They are set to walk out until 7am on Tuesday
Junior doctors in England have begun their fifth round of strikes, with some new doctors taking to picket lines just days after starting their first NHS jobs.
Foundation Year 1 doctors started their first roles after medical school on Wednesday August 2 – just nine days ago.
Now they are to walk out with colleagues for four full days amid the bitter dispute with the Government over pay.
Concerns have been mounting over the impact of the strike after a High Court ruling which means the NHS cannot seek support from agency staff, as was the case during previous strikes.
The ruling in July concluded that employers could not use agency workers to fill in for striking staff.
While the NHS can use its own bank staff, NHS England pointed to the “additional challenge” posed to the service during this round of strikes.
Meanwhile, NHS representatives have expressed dismay over the ongoing fallout from industrial action.
So far, almost 835,000 appointments have been postponed as a result of industrial action since December across the health service in England, according to NHS figures.
But NHS Confederation said the true level of disruption is being “masked” and, in a worst-case scenario, the number of cancellations could be double this number.
Many hospitals have stopped booking in routine activity on potential strike days to prevent causing more disruption to patients on waiting lists, it said.
And making room for rescheduled appointments means those further down the waiting list also face delays.
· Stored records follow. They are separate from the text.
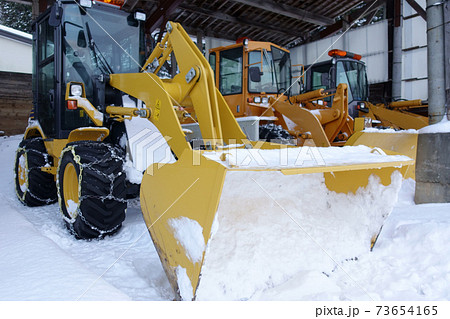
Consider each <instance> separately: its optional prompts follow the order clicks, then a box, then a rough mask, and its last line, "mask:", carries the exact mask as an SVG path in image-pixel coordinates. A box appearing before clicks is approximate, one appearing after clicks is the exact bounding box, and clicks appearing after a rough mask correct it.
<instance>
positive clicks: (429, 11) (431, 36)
mask: <svg viewBox="0 0 450 319" xmlns="http://www.w3.org/2000/svg"><path fill="white" fill-rule="evenodd" d="M443 7H444V5H443V2H442V1H436V0H427V46H428V118H429V122H430V124H435V123H438V122H439V121H441V120H442V117H443V116H444V113H445V68H446V65H445V58H444V55H445V47H444V10H443ZM447 68H448V65H447Z"/></svg>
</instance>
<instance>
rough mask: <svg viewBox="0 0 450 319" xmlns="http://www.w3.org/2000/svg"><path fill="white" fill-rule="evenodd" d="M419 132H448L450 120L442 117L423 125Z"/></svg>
mask: <svg viewBox="0 0 450 319" xmlns="http://www.w3.org/2000/svg"><path fill="white" fill-rule="evenodd" d="M419 133H420V134H431V133H450V121H449V120H448V119H447V116H444V117H443V118H442V121H440V122H439V123H436V124H433V125H428V126H425V127H424V128H421V129H420V130H419Z"/></svg>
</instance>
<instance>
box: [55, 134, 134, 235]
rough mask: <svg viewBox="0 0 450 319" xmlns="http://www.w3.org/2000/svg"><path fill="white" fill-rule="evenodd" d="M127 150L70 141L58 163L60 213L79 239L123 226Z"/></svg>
mask: <svg viewBox="0 0 450 319" xmlns="http://www.w3.org/2000/svg"><path fill="white" fill-rule="evenodd" d="M123 159H124V151H123V150H122V149H121V148H119V147H116V146H114V145H112V144H108V143H103V142H92V141H80V142H74V143H70V144H68V145H67V146H66V147H65V148H64V150H63V151H62V154H61V161H60V164H59V166H58V175H57V188H58V200H59V206H60V210H61V213H62V215H63V218H64V220H65V222H66V224H67V227H68V228H69V230H70V231H71V232H72V233H73V234H74V235H75V236H76V237H77V238H79V239H92V238H103V237H105V236H107V235H112V234H114V233H115V232H117V231H118V230H119V229H120V227H121V226H122V222H123V221H124V219H125V213H126V209H127V202H126V195H127V190H126V185H125V177H126V174H125V173H123Z"/></svg>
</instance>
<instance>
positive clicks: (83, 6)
mask: <svg viewBox="0 0 450 319" xmlns="http://www.w3.org/2000/svg"><path fill="white" fill-rule="evenodd" d="M80 6H82V7H85V8H91V7H92V0H80Z"/></svg>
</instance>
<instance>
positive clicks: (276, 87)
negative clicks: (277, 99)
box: [248, 46, 291, 94]
mask: <svg viewBox="0 0 450 319" xmlns="http://www.w3.org/2000/svg"><path fill="white" fill-rule="evenodd" d="M271 50H272V51H267V50H264V49H263V50H255V51H252V52H250V53H249V67H258V68H259V69H260V71H261V81H259V82H255V81H252V79H251V78H250V77H249V81H248V91H249V92H250V93H261V92H264V93H272V94H277V93H281V92H284V91H285V90H287V89H289V87H290V86H291V60H290V56H289V53H288V52H286V51H283V50H280V49H278V48H276V47H273V46H272V48H271ZM261 61H262V63H261ZM261 66H262V70H261Z"/></svg>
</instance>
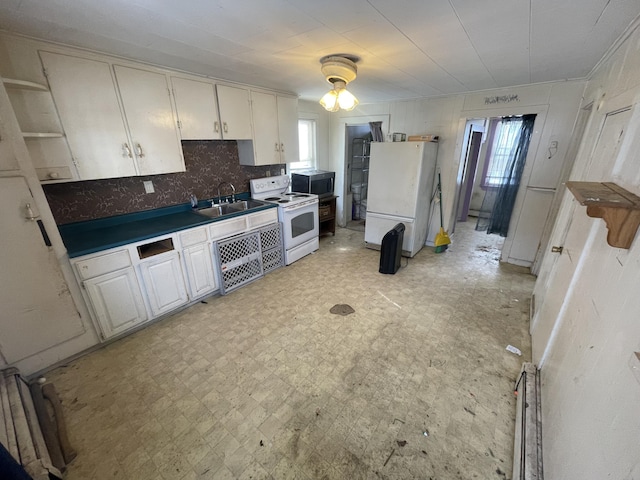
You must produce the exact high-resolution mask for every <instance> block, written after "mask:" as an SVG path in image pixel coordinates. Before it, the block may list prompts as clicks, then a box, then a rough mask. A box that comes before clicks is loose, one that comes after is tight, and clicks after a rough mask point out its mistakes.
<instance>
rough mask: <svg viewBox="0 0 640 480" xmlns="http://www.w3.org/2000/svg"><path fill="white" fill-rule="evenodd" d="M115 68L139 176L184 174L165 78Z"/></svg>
mask: <svg viewBox="0 0 640 480" xmlns="http://www.w3.org/2000/svg"><path fill="white" fill-rule="evenodd" d="M114 69H115V72H116V80H117V81H118V88H119V90H120V96H121V98H122V104H123V106H124V114H125V117H126V121H127V124H128V126H129V131H130V133H131V142H132V145H131V147H132V149H133V153H134V155H135V158H136V161H137V164H138V174H139V175H154V174H159V173H172V172H184V171H185V170H186V169H185V165H184V158H183V156H182V145H181V144H180V138H179V136H178V131H177V128H176V126H177V125H176V120H175V117H174V115H173V108H172V107H171V98H170V96H169V86H168V84H167V77H166V75H164V74H162V73H156V72H150V71H146V70H139V69H137V68H130V67H123V66H121V65H115V66H114Z"/></svg>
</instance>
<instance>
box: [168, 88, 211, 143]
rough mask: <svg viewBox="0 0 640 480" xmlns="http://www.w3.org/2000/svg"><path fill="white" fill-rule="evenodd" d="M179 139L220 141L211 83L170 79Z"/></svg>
mask: <svg viewBox="0 0 640 480" xmlns="http://www.w3.org/2000/svg"><path fill="white" fill-rule="evenodd" d="M171 85H172V86H173V96H174V98H175V101H176V110H177V113H178V122H179V123H178V125H179V127H180V137H181V138H182V139H183V140H220V139H221V138H222V128H221V125H220V121H219V120H218V102H217V100H216V92H215V87H214V85H213V83H206V82H199V81H197V80H190V79H187V78H179V77H171Z"/></svg>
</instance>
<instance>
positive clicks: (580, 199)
mask: <svg viewBox="0 0 640 480" xmlns="http://www.w3.org/2000/svg"><path fill="white" fill-rule="evenodd" d="M566 185H567V188H568V189H569V190H570V191H571V193H572V194H573V196H574V197H575V198H576V200H578V202H580V205H584V206H586V207H587V215H588V216H589V217H592V218H602V219H603V220H604V221H605V223H606V225H607V230H608V231H609V232H608V234H607V243H608V244H609V245H611V246H612V247H617V248H627V249H628V248H630V247H631V243H633V239H634V238H635V236H636V232H637V231H638V226H640V197H638V196H636V195H634V194H633V193H631V192H629V191H628V190H625V189H624V188H622V187H620V186H619V185H616V184H615V183H612V182H567V183H566Z"/></svg>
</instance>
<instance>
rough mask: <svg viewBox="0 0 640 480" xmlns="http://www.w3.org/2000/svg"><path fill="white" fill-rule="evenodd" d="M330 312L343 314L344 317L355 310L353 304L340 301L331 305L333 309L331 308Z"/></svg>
mask: <svg viewBox="0 0 640 480" xmlns="http://www.w3.org/2000/svg"><path fill="white" fill-rule="evenodd" d="M329 312H331V313H333V314H334V315H342V316H343V317H344V316H345V315H349V314H351V313H354V312H355V310H354V309H353V308H352V307H351V305H347V304H346V303H338V304H336V305H334V306H333V307H331V310H329Z"/></svg>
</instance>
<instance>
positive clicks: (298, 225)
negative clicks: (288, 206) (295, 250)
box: [282, 200, 320, 249]
mask: <svg viewBox="0 0 640 480" xmlns="http://www.w3.org/2000/svg"><path fill="white" fill-rule="evenodd" d="M282 224H283V226H284V248H285V249H289V248H293V247H296V246H298V245H302V244H303V243H305V242H308V241H309V240H312V239H313V238H315V237H317V236H318V234H319V233H320V228H319V225H318V201H317V200H314V201H312V202H308V203H299V204H298V205H295V206H291V207H288V208H283V209H282Z"/></svg>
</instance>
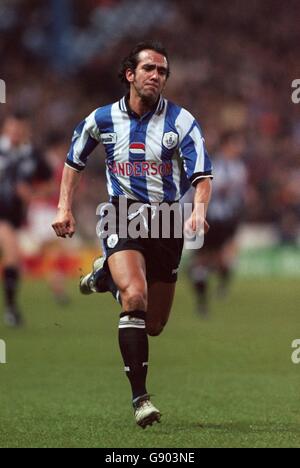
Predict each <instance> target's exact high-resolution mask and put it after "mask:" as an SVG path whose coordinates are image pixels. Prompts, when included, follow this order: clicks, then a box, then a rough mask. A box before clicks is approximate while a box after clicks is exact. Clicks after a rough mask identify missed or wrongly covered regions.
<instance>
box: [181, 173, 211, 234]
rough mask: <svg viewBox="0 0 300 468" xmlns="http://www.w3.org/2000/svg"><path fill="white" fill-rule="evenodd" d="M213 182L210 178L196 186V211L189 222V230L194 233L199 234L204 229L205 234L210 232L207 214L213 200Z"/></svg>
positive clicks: (194, 211) (205, 179) (195, 208)
mask: <svg viewBox="0 0 300 468" xmlns="http://www.w3.org/2000/svg"><path fill="white" fill-rule="evenodd" d="M211 192H212V182H211V179H210V178H205V179H202V180H201V181H200V182H198V184H197V185H196V189H195V196H194V209H193V213H192V215H191V217H190V219H188V221H187V226H186V228H187V229H191V230H192V231H193V232H199V231H200V230H201V228H204V233H206V232H207V231H208V230H209V225H208V223H207V221H206V219H205V218H206V213H207V209H208V205H209V202H210V198H211Z"/></svg>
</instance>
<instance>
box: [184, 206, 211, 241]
mask: <svg viewBox="0 0 300 468" xmlns="http://www.w3.org/2000/svg"><path fill="white" fill-rule="evenodd" d="M204 216H205V215H204V204H200V205H198V206H196V207H195V208H194V210H193V213H192V215H191V216H190V217H189V219H188V220H187V221H186V223H185V227H184V228H185V231H186V232H187V233H189V234H203V233H204V234H206V233H207V232H208V230H209V224H208V222H207V221H206V219H205V218H204Z"/></svg>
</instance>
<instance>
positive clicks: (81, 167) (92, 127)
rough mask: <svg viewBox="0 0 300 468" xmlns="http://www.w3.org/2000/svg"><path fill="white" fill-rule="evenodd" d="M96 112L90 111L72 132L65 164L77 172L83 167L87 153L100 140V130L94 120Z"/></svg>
mask: <svg viewBox="0 0 300 468" xmlns="http://www.w3.org/2000/svg"><path fill="white" fill-rule="evenodd" d="M96 112H97V111H94V112H92V114H90V115H89V116H88V117H87V118H86V119H85V120H83V121H82V122H80V124H79V125H78V126H77V127H76V128H75V130H74V133H73V137H72V142H71V147H70V150H69V152H68V155H67V160H66V165H67V166H69V167H71V168H72V169H74V170H76V171H77V172H80V171H82V170H83V169H84V168H85V166H86V163H87V160H88V157H89V155H90V154H91V153H92V151H93V150H94V149H95V148H96V146H97V145H98V143H99V141H100V132H99V129H98V126H97V123H96V120H95V114H96Z"/></svg>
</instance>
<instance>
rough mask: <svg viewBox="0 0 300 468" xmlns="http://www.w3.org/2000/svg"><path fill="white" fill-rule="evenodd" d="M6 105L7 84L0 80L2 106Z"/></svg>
mask: <svg viewBox="0 0 300 468" xmlns="http://www.w3.org/2000/svg"><path fill="white" fill-rule="evenodd" d="M5 103H6V84H5V81H4V80H1V79H0V104H5Z"/></svg>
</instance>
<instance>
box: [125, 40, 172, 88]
mask: <svg viewBox="0 0 300 468" xmlns="http://www.w3.org/2000/svg"><path fill="white" fill-rule="evenodd" d="M143 50H154V51H155V52H157V53H158V54H161V55H163V56H164V57H166V59H167V62H168V72H167V79H168V78H169V76H170V66H169V57H168V53H167V51H166V49H165V48H164V47H163V45H162V44H161V43H160V42H157V41H144V42H139V43H138V44H137V45H136V46H135V47H134V48H133V49H132V50H131V51H130V53H129V55H127V57H125V58H124V59H123V60H122V63H121V66H120V71H119V75H118V76H119V78H120V80H121V81H122V83H124V84H126V86H127V87H129V86H130V85H129V82H128V81H127V78H126V70H128V68H130V70H132V71H133V72H134V71H135V69H136V67H137V65H138V63H139V53H140V52H142V51H143Z"/></svg>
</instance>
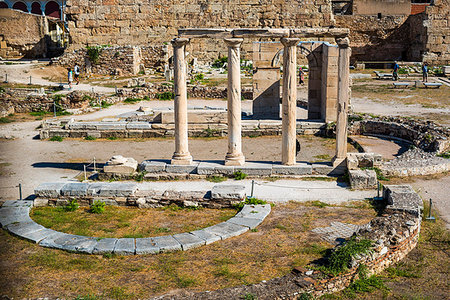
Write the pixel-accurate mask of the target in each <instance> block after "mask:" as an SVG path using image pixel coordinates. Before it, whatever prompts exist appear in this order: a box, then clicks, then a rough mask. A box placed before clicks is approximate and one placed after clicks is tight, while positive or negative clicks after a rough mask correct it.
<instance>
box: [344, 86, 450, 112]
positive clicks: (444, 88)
mask: <svg viewBox="0 0 450 300" xmlns="http://www.w3.org/2000/svg"><path fill="white" fill-rule="evenodd" d="M352 96H353V97H359V98H368V99H371V100H375V101H380V102H385V101H396V102H400V103H402V104H406V105H410V104H420V105H422V107H426V108H439V107H441V108H448V107H449V106H450V102H449V101H448V99H450V87H448V86H446V85H443V86H441V87H440V88H439V89H436V88H428V89H425V88H415V87H410V88H406V89H400V88H394V87H393V85H392V82H388V81H382V82H362V83H355V85H353V87H352Z"/></svg>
After speaking to hospital operations managers and other NHS staff, the NHS Confederation also said the action is heaping increased pressure on the service, hampering efforts to reduce the record backlog of care and leading to a hefty financial cost to the NHS.
It called the Government’s “business as usual” approach to strike action “dangerous” as it urged ministers to reopen negotiations with doctors.
But the Government has insisted that no more talks will take place.
The Department of Health and Social Care said that the pay rise given to junior doctors – a 6% rise along with an additional consolidated £1,250 increase, which the Government describes as an “average increase of around 8.8%” – was “fair and reasonable” and “above what most in the public and private sectors are receiving”.
The latest round of strike action from British Medical Association (BMA) junior doctors in England began at 7am on Friday August 11 and will end at 7am on Tuesday August 15.
The NHS has urged the public to continue to use 999 for life-threatening emergencies and 111 online for anything non-urgent.
It said GPs and pharmacies are also open and largely unaffected by strikes.
Meanwhile, patients should attend their appointment as usual unless they have been told that it is to be rescheduled, it added.